Ask HN: How do you identify potential in a software developer? - msurekci
Is it possible to see if someone is going to be a great developer in the future? In sports it is possible so, I was just wondering if it is in the tech world.<p>What are signs to look out for?
======
postblogism
While there are all kinds of tests and ways to measure a developer's ability,
most of these are outdated and were more appropriate 15 years ago prior to
mass framework adoption - developers now just aren't going to spend a lot of
time doing low level algorithms, because they don't need to.

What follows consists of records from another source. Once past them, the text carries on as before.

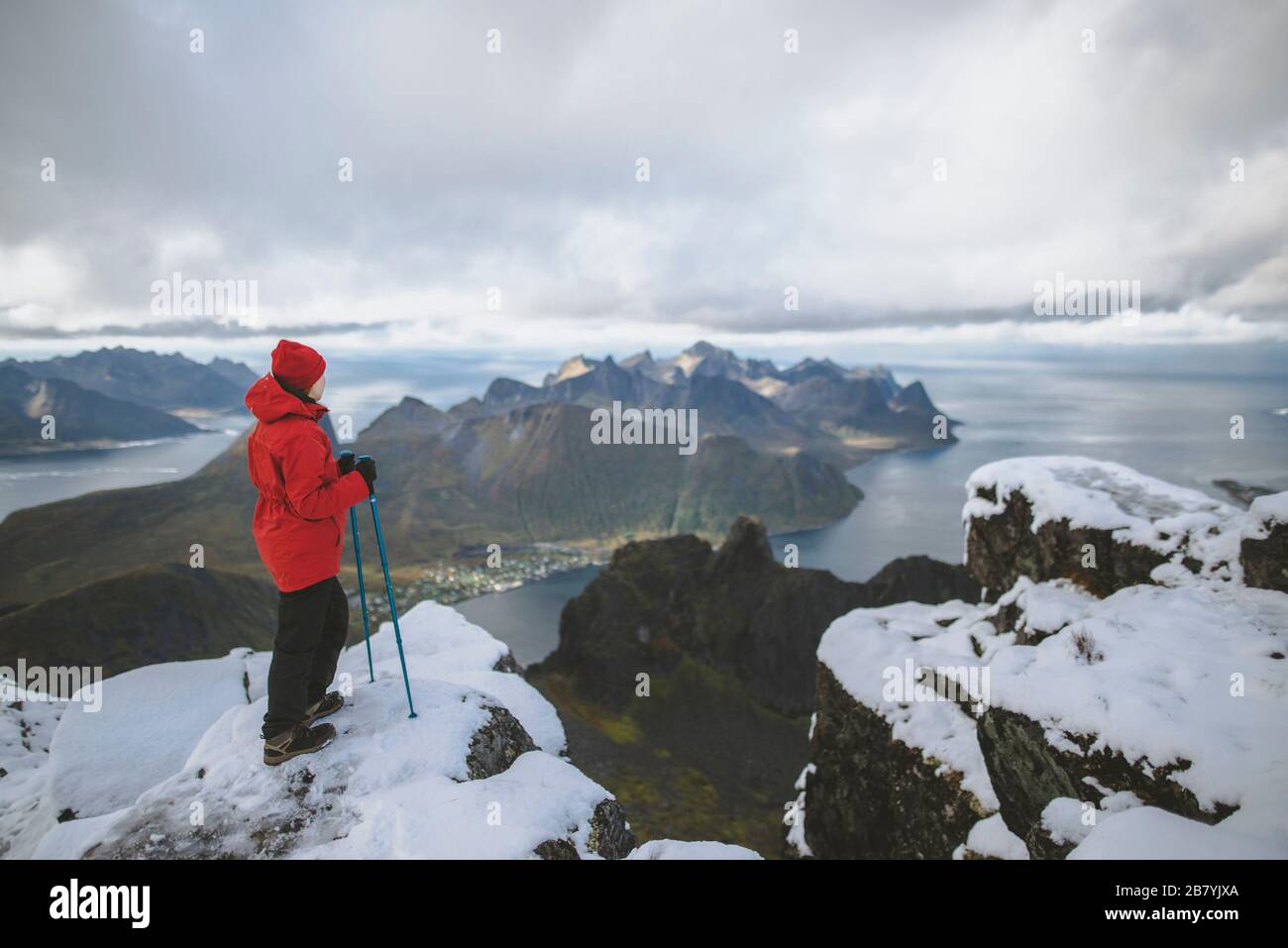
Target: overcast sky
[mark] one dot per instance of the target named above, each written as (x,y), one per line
(767,168)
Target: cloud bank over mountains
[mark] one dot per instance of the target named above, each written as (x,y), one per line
(911,172)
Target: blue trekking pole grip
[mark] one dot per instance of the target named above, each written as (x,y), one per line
(362,586)
(389,591)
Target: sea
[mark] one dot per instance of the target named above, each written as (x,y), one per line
(1172,419)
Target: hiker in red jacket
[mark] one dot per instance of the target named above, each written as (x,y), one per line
(299,531)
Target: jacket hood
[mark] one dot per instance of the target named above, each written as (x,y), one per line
(270,402)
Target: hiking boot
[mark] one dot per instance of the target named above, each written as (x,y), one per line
(299,740)
(329,704)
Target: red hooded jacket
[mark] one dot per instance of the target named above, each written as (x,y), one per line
(299,515)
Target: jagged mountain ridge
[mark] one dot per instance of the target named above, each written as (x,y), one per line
(842,415)
(81,417)
(726,638)
(163,381)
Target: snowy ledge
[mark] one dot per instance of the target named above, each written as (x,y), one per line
(1134,509)
(171,766)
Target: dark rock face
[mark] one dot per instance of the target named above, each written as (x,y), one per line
(1028,773)
(1004,548)
(872,797)
(557,849)
(609,835)
(734,609)
(497,745)
(1265,562)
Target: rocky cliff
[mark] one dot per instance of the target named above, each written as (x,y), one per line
(1125,693)
(167,766)
(686,675)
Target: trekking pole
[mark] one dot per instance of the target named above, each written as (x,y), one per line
(389,591)
(362,586)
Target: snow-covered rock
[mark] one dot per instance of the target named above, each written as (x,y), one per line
(27,725)
(1263,543)
(1102,524)
(171,766)
(1035,724)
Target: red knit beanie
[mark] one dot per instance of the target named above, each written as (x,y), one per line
(296,365)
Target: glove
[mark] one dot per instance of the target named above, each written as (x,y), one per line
(366,467)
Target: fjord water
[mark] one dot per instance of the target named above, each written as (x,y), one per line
(1171,425)
(1168,424)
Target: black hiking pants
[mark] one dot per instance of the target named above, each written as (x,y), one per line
(312,627)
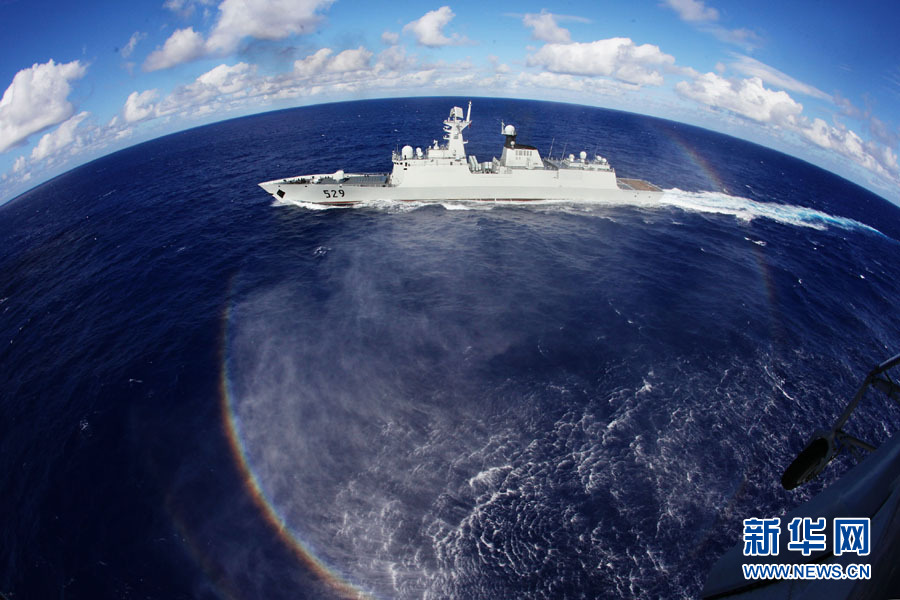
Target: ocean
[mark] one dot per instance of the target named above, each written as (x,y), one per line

But the best way that I've come across is to judge character traits.
Intelligent people always have listening as a core component, where as less
intelligent people will be very dismissive and constantly interrupt people.
These are traits you can definitely sift out in interviews.

------
mpbm
I'd say a common framework for understanding "greatness" is to categorize it
as "good with the thing" and "good with the people who are good with the
thing." It's unusual for a profitable project to be small enough for one
person to accomplish. Normally you need a team. So the split between "officer"
and "enlisted" or "executive" and "staff" is extremely common and people
normally excel at one of them, not both.

So a great coder will have different characteristics than a great manager of
coders. The most obvious difference is probably that one has no potential for
leading until they at least acknowledge the possibility of empathy being maybe
a little bit important. If they aren't open to that, then they're in the
"coder" category by default.

So, in that "coder" category, building on your sports analogy, technical
experts first shake out unfairly based on natural talent and what resources
(human, material, etc) they happen to have. After that it's all about hard
work and creativity. If they coast on their random starting stats they go into
the "won't be a great coder" category by default.